Het verdrag, ook wel bekend als de Istanbul-Conventie, werd in 2011 door Turkije ondertekend. Ankara heeft geen verklaring gegeven voor de opzegging. Functionarissen van de AK-partij van Erdogan zeiden vorig jaar al dat de overheid overwoog zich terug te trekken uit het akkoord. Toen woedde er een politiek conflict over hoe huiselijk geweld teruggedrongen moest worden.
Vanuit conservatieve hoek klinkt al langere tijd kritiek over de inhoud van het akkoord. Zo zou het afbreuk doen aan Turkse normen en waarden over familie en daardoor juist geweld in de hand werken. Ook vinden critici dat het principe van gendergelijkheid in het verdrag homoseksualiteit promoot.
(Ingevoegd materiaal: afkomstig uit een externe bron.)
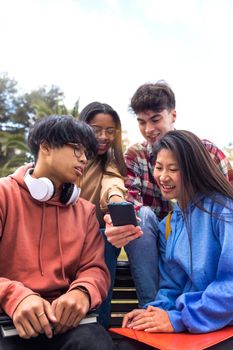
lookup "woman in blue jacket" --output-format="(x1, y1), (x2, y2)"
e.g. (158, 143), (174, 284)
(122, 129), (233, 334)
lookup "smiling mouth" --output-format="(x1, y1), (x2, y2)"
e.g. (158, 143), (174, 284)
(160, 184), (175, 190)
(97, 143), (109, 151)
(75, 167), (84, 176)
(147, 134), (160, 142)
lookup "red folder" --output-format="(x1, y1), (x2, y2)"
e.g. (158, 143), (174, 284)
(109, 327), (233, 350)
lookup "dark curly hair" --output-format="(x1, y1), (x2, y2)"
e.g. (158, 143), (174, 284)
(130, 80), (175, 115)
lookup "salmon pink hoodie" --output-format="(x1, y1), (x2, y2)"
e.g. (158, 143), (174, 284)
(0, 164), (110, 317)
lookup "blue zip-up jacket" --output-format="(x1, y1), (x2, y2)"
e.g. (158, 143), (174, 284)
(146, 194), (233, 333)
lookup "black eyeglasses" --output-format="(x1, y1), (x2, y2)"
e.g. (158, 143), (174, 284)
(67, 143), (88, 159)
(90, 126), (118, 138)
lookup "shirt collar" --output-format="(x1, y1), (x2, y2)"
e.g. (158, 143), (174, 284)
(146, 142), (154, 162)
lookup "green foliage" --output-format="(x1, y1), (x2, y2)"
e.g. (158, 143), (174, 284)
(0, 131), (31, 176)
(71, 99), (80, 119)
(0, 72), (19, 124)
(21, 85), (69, 125)
(0, 72), (80, 176)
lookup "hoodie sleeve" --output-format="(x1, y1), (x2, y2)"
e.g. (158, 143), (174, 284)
(171, 212), (233, 333)
(124, 144), (144, 210)
(68, 206), (110, 309)
(0, 278), (39, 317)
(100, 162), (127, 212)
(0, 177), (39, 317)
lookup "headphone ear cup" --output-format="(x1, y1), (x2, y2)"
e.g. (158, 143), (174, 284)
(24, 170), (55, 201)
(60, 183), (81, 205)
(67, 185), (81, 205)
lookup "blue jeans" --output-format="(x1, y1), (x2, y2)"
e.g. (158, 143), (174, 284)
(125, 206), (160, 308)
(97, 229), (121, 329)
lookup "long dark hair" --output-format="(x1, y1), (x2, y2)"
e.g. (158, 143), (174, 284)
(79, 101), (127, 176)
(153, 130), (233, 208)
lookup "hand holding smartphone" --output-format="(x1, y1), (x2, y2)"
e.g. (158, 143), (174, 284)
(107, 202), (138, 226)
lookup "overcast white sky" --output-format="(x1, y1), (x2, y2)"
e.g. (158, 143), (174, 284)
(1, 0), (233, 147)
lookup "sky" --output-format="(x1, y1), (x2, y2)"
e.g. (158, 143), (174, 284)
(1, 0), (233, 147)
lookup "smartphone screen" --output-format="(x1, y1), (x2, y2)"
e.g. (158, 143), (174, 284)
(107, 202), (138, 226)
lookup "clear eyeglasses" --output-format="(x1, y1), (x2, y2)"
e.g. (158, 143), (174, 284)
(67, 142), (88, 159)
(90, 126), (118, 138)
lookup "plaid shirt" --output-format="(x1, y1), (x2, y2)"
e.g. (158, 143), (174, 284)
(125, 139), (233, 220)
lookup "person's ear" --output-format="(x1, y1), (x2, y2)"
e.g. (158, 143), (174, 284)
(39, 141), (51, 155)
(171, 109), (177, 123)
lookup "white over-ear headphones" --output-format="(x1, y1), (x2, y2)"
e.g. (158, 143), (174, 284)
(24, 168), (81, 205)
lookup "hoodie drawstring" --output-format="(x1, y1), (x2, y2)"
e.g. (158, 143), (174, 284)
(39, 204), (45, 276)
(56, 206), (66, 280)
(38, 204), (66, 280)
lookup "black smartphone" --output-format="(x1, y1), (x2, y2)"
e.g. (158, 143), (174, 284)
(107, 202), (138, 226)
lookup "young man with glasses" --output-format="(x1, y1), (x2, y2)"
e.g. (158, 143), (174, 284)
(0, 115), (114, 349)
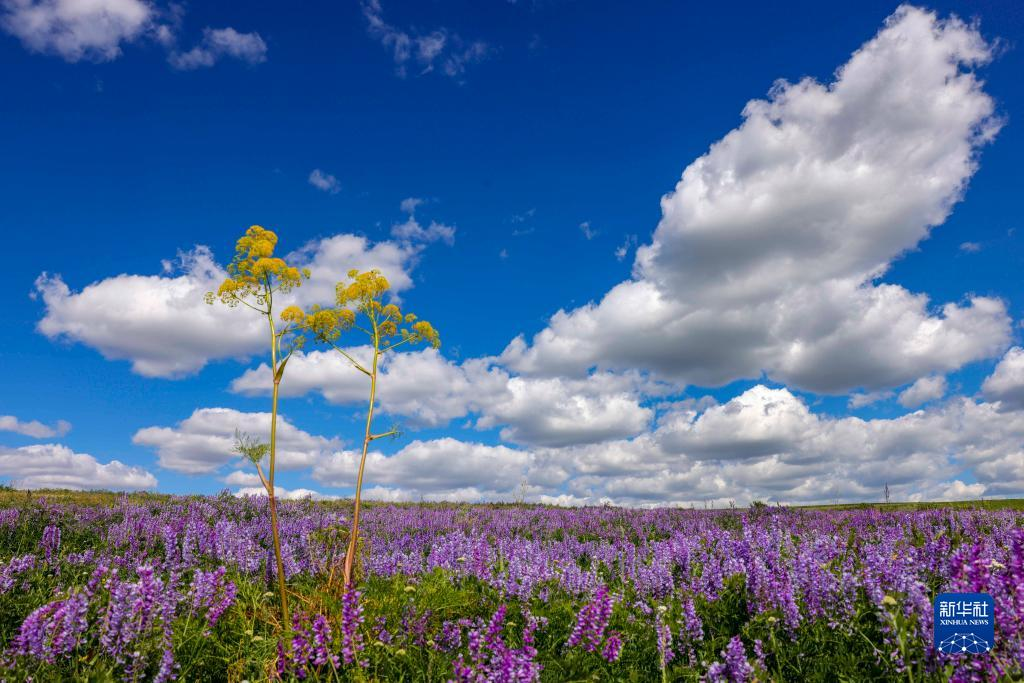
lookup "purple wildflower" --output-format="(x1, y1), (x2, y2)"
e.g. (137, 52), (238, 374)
(437, 619), (462, 652)
(40, 524), (61, 565)
(189, 566), (237, 631)
(450, 605), (547, 683)
(681, 597), (704, 643)
(655, 608), (674, 671)
(282, 612), (341, 679)
(373, 615), (393, 645)
(566, 584), (617, 654)
(601, 631), (624, 663)
(340, 588), (367, 667)
(10, 592), (89, 663)
(0, 554), (35, 594)
(705, 636), (754, 683)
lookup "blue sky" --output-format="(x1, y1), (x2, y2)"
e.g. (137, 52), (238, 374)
(2, 0), (1024, 505)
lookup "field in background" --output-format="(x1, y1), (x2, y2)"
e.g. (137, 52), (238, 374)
(2, 487), (1021, 511)
(0, 489), (1021, 681)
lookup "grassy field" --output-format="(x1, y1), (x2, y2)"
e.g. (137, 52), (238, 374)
(2, 486), (1020, 511)
(0, 489), (1021, 681)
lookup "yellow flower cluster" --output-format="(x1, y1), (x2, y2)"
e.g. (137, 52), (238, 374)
(404, 320), (440, 348)
(236, 225), (277, 260)
(279, 305), (305, 324)
(300, 305), (356, 343)
(207, 234), (439, 351)
(206, 225), (309, 309)
(336, 269), (390, 310)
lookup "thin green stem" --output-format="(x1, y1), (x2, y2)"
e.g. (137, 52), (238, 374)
(325, 341), (372, 376)
(266, 302), (291, 633)
(342, 313), (380, 588)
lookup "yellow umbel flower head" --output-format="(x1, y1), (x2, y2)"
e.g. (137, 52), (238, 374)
(206, 225), (310, 310)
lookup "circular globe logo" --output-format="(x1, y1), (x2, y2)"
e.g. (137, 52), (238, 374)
(938, 633), (991, 654)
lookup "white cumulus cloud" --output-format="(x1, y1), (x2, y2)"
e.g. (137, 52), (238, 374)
(132, 407), (341, 474)
(232, 349), (657, 447)
(235, 486), (339, 501)
(1, 0), (156, 62)
(0, 443), (156, 490)
(0, 415), (71, 439)
(502, 6), (1009, 395)
(898, 375), (947, 408)
(982, 347), (1024, 411)
(34, 228), (447, 378)
(313, 438), (530, 500)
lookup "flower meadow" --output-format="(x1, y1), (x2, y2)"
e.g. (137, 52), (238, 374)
(0, 493), (1022, 682)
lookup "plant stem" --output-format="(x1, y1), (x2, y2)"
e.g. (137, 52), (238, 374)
(342, 328), (380, 588)
(267, 315), (291, 632)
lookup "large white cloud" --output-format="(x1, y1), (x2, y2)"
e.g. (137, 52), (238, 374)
(476, 373), (653, 447)
(982, 347), (1024, 411)
(35, 223), (445, 378)
(0, 443), (156, 490)
(313, 438), (531, 501)
(232, 349), (655, 447)
(36, 247), (263, 378)
(541, 385), (1024, 506)
(232, 348), (500, 427)
(132, 407), (341, 474)
(307, 385), (1024, 505)
(130, 382), (1024, 505)
(286, 232), (423, 309)
(502, 6), (1010, 394)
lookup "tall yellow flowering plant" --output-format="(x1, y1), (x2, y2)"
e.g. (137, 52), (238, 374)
(205, 225), (309, 630)
(303, 269), (439, 588)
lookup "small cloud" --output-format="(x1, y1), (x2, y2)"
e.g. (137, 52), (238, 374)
(235, 486), (339, 500)
(224, 470), (260, 486)
(390, 200), (455, 245)
(511, 208), (535, 236)
(499, 248), (509, 259)
(442, 41), (491, 80)
(510, 208), (535, 224)
(848, 391), (893, 409)
(959, 241), (982, 253)
(579, 221), (597, 240)
(361, 0), (491, 81)
(0, 0), (264, 72)
(0, 0), (157, 62)
(392, 218), (455, 245)
(898, 375), (947, 408)
(400, 197), (424, 214)
(169, 27), (267, 70)
(0, 415), (71, 439)
(308, 169), (341, 194)
(615, 234), (638, 261)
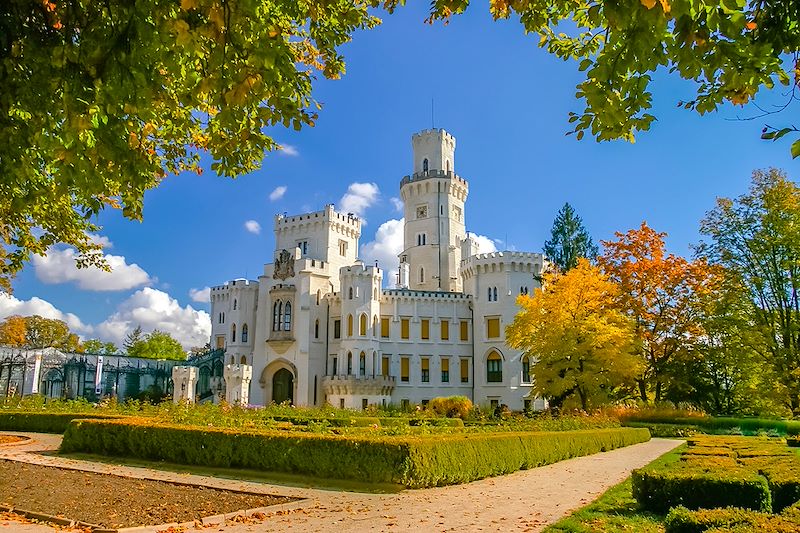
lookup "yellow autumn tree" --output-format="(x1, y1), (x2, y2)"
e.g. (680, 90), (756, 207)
(0, 315), (27, 347)
(506, 259), (641, 412)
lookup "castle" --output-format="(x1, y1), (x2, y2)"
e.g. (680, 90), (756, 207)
(209, 129), (547, 411)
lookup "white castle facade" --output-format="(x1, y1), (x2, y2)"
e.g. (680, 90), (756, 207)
(209, 129), (547, 411)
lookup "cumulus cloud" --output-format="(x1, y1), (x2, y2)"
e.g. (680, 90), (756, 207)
(339, 182), (380, 217)
(32, 247), (151, 292)
(96, 288), (211, 349)
(0, 293), (92, 335)
(189, 287), (211, 303)
(269, 185), (287, 202)
(87, 233), (113, 249)
(244, 220), (261, 235)
(279, 144), (299, 156)
(360, 218), (404, 287)
(390, 197), (404, 213)
(468, 233), (499, 254)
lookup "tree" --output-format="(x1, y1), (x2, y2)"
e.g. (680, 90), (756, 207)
(0, 315), (27, 347)
(599, 222), (715, 404)
(696, 168), (800, 414)
(0, 0), (380, 290)
(543, 202), (598, 273)
(123, 325), (144, 357)
(136, 330), (186, 361)
(83, 338), (118, 355)
(425, 1), (800, 155)
(506, 259), (641, 411)
(0, 314), (81, 350)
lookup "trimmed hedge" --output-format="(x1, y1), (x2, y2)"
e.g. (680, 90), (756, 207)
(0, 412), (124, 434)
(622, 416), (800, 436)
(665, 505), (800, 533)
(60, 418), (650, 487)
(632, 466), (772, 513)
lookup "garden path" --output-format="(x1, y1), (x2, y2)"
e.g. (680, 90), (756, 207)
(0, 432), (681, 532)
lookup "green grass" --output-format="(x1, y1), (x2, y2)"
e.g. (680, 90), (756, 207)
(544, 444), (686, 533)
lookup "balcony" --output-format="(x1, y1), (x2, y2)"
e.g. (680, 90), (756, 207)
(321, 374), (396, 396)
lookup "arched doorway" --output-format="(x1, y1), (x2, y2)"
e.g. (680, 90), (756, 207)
(272, 368), (294, 404)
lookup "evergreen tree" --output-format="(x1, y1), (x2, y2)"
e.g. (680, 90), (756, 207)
(123, 325), (144, 357)
(543, 203), (598, 273)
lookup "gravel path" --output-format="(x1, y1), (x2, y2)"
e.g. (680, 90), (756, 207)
(0, 431), (681, 532)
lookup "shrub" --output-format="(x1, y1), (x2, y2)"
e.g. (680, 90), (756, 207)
(427, 396), (473, 419)
(0, 412), (124, 434)
(665, 505), (800, 533)
(60, 418), (650, 487)
(632, 465), (772, 513)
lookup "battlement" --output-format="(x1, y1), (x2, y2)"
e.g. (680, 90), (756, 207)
(211, 279), (259, 292)
(274, 204), (361, 229)
(400, 170), (468, 188)
(382, 289), (471, 301)
(411, 128), (456, 145)
(461, 251), (545, 278)
(340, 262), (383, 280)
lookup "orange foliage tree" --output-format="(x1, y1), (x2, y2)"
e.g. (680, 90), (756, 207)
(599, 222), (716, 404)
(0, 315), (27, 347)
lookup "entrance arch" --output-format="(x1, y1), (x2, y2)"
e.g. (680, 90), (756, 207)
(272, 368), (294, 404)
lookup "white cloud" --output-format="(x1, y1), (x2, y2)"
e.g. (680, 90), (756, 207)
(0, 293), (92, 335)
(390, 197), (404, 213)
(269, 185), (288, 202)
(244, 220), (261, 235)
(469, 233), (499, 254)
(339, 182), (380, 217)
(87, 233), (113, 249)
(360, 218), (404, 287)
(279, 144), (299, 156)
(96, 288), (211, 349)
(189, 287), (211, 303)
(32, 247), (151, 292)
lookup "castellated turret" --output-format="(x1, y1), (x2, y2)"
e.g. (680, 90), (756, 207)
(399, 129), (468, 293)
(337, 262), (383, 377)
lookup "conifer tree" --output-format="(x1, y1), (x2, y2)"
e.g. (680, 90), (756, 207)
(543, 203), (598, 273)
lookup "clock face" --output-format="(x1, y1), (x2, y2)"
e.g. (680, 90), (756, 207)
(416, 205), (428, 219)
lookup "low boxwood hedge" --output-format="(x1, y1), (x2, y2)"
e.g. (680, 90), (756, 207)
(59, 418), (649, 487)
(0, 412), (124, 434)
(665, 504), (800, 533)
(623, 416), (800, 436)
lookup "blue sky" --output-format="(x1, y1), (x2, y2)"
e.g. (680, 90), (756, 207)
(3, 4), (796, 349)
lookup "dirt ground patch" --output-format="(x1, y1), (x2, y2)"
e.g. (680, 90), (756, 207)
(0, 435), (27, 445)
(0, 459), (297, 529)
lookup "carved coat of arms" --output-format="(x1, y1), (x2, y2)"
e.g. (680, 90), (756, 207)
(274, 249), (295, 280)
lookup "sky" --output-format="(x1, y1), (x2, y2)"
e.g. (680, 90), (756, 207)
(2, 4), (797, 350)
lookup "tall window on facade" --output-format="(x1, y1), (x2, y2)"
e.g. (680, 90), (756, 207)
(298, 240), (309, 256)
(401, 318), (410, 339)
(421, 357), (430, 383)
(334, 319), (341, 339)
(419, 267), (425, 283)
(233, 299), (237, 310)
(421, 319), (430, 340)
(283, 302), (292, 331)
(487, 317), (501, 339)
(272, 302), (282, 331)
(460, 358), (469, 383)
(400, 357), (409, 382)
(347, 352), (353, 375)
(382, 356), (390, 377)
(381, 317), (390, 338)
(347, 314), (354, 337)
(460, 320), (469, 341)
(441, 320), (449, 341)
(522, 355), (531, 383)
(331, 355), (338, 375)
(359, 352), (366, 376)
(241, 324), (248, 343)
(348, 287), (353, 300)
(441, 357), (450, 383)
(240, 355), (247, 364)
(422, 158), (429, 172)
(338, 240), (348, 256)
(493, 287), (498, 301)
(487, 351), (503, 382)
(314, 319), (320, 339)
(416, 233), (427, 246)
(359, 313), (368, 336)
(487, 287), (492, 301)
(231, 323), (236, 342)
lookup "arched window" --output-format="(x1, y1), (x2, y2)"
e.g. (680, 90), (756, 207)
(487, 351), (503, 383)
(283, 302), (292, 331)
(521, 355), (531, 383)
(420, 267), (425, 283)
(241, 323), (248, 343)
(359, 351), (366, 376)
(316, 290), (321, 305)
(233, 299), (237, 310)
(347, 352), (353, 375)
(487, 287), (492, 301)
(347, 314), (354, 337)
(373, 288), (378, 300)
(240, 355), (247, 365)
(231, 323), (236, 343)
(348, 287), (353, 300)
(423, 158), (429, 172)
(314, 319), (320, 339)
(493, 287), (498, 301)
(446, 160), (451, 173)
(373, 315), (378, 337)
(359, 313), (368, 336)
(272, 301), (282, 331)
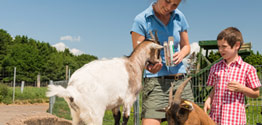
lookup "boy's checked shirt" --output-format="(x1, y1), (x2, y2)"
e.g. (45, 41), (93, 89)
(207, 56), (261, 125)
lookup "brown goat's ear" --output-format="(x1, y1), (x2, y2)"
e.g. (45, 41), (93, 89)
(181, 101), (194, 111)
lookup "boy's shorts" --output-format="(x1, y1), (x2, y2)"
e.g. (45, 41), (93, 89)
(141, 76), (194, 119)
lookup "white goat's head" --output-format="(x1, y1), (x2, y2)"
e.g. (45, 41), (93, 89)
(128, 30), (163, 65)
(146, 30), (162, 65)
(147, 41), (163, 65)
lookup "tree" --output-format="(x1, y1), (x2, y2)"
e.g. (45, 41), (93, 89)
(0, 28), (97, 84)
(0, 29), (13, 69)
(244, 51), (262, 66)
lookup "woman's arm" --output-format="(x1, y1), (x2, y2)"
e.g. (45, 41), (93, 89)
(173, 30), (191, 65)
(131, 32), (145, 49)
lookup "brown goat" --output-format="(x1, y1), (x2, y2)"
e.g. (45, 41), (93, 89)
(160, 77), (215, 125)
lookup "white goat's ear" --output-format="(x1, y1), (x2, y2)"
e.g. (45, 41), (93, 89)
(151, 43), (163, 50)
(181, 101), (194, 111)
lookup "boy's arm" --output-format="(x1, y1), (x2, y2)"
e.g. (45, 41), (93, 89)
(243, 87), (260, 98)
(204, 88), (215, 113)
(227, 81), (260, 98)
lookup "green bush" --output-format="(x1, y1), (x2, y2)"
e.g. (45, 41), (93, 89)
(0, 84), (8, 102)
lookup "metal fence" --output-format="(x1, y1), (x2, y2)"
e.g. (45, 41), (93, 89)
(191, 65), (262, 125)
(48, 80), (68, 114)
(49, 65), (262, 125)
(48, 80), (141, 125)
(0, 67), (62, 87)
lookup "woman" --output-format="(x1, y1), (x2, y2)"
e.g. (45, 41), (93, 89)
(130, 0), (194, 124)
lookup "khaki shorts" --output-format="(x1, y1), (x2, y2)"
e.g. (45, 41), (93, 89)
(141, 76), (194, 119)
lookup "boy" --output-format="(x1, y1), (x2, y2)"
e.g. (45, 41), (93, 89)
(204, 27), (261, 125)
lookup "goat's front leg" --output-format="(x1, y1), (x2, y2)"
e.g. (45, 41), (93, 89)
(122, 105), (131, 125)
(122, 114), (129, 125)
(112, 107), (121, 125)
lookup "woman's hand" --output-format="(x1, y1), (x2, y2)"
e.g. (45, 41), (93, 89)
(173, 52), (184, 65)
(172, 31), (190, 65)
(146, 63), (163, 74)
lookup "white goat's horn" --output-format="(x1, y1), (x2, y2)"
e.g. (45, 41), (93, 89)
(149, 30), (155, 41)
(154, 30), (159, 43)
(149, 30), (160, 44)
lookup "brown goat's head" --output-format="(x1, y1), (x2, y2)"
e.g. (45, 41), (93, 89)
(166, 100), (194, 125)
(158, 77), (194, 125)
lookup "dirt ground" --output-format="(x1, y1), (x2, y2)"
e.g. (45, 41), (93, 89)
(0, 103), (49, 125)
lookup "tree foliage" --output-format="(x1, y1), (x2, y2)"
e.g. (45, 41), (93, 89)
(206, 50), (262, 65)
(195, 49), (262, 71)
(0, 29), (97, 84)
(243, 51), (262, 66)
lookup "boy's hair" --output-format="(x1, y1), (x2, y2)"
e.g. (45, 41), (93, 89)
(217, 27), (243, 50)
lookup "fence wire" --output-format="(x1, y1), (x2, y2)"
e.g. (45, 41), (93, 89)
(191, 65), (262, 125)
(49, 65), (262, 125)
(48, 80), (141, 124)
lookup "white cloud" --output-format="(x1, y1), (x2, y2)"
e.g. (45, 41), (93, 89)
(70, 48), (84, 56)
(60, 35), (80, 42)
(52, 42), (66, 51)
(52, 42), (84, 56)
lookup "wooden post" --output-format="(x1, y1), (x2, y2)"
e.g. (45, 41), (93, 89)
(66, 65), (68, 80)
(37, 73), (41, 88)
(21, 81), (25, 93)
(196, 47), (202, 73)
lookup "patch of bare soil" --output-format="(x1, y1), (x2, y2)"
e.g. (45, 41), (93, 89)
(0, 103), (71, 125)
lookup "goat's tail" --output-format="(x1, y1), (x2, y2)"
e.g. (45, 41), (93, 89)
(46, 85), (71, 98)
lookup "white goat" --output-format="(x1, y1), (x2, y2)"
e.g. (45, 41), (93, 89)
(46, 40), (163, 125)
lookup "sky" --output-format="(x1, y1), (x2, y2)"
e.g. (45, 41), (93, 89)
(0, 0), (261, 59)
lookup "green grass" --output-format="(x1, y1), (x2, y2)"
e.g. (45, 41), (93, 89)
(246, 97), (262, 124)
(0, 84), (49, 104)
(53, 97), (71, 120)
(53, 97), (143, 125)
(52, 95), (261, 125)
(52, 95), (167, 125)
(1, 84), (260, 124)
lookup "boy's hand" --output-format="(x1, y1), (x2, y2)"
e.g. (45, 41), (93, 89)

President Erdogan heeft geweld tegen vrouwen eerder veroordeeld, en zei deze maand nog dat zijn regering dergelijk geweld volledig wil uitbannen. Maar critici vinden dat de overheid daar sinds 2011 onvoldoende aan heeft gedaan. Ook zou de opzegging van het pact de Turkse kandidatuur voor toetreding tot de Europese Unie geen goed doen, zeggen tegenstanders.
Geen officiële cijfers
Turkije houdt geen officiële cijfers bij van geweld dat gericht is tegen vrouwen. Volgens de Wereldgezondheidsorganisatie krijgt 38 procent van de Turkse vrouwen in hun leven te maken met geweld van een partner. In Europa is dat ongeveer 25 procent.
Overigens is Turkije niet het enige land waar het pact ter discussie staat. Ook in Polen zijn er binnen de regering stemmen opgegaan om het verdrag op te zeggen. De regering liet vorig jaar al toetsen of het verdrag strijdig is met de Poolse grondwet.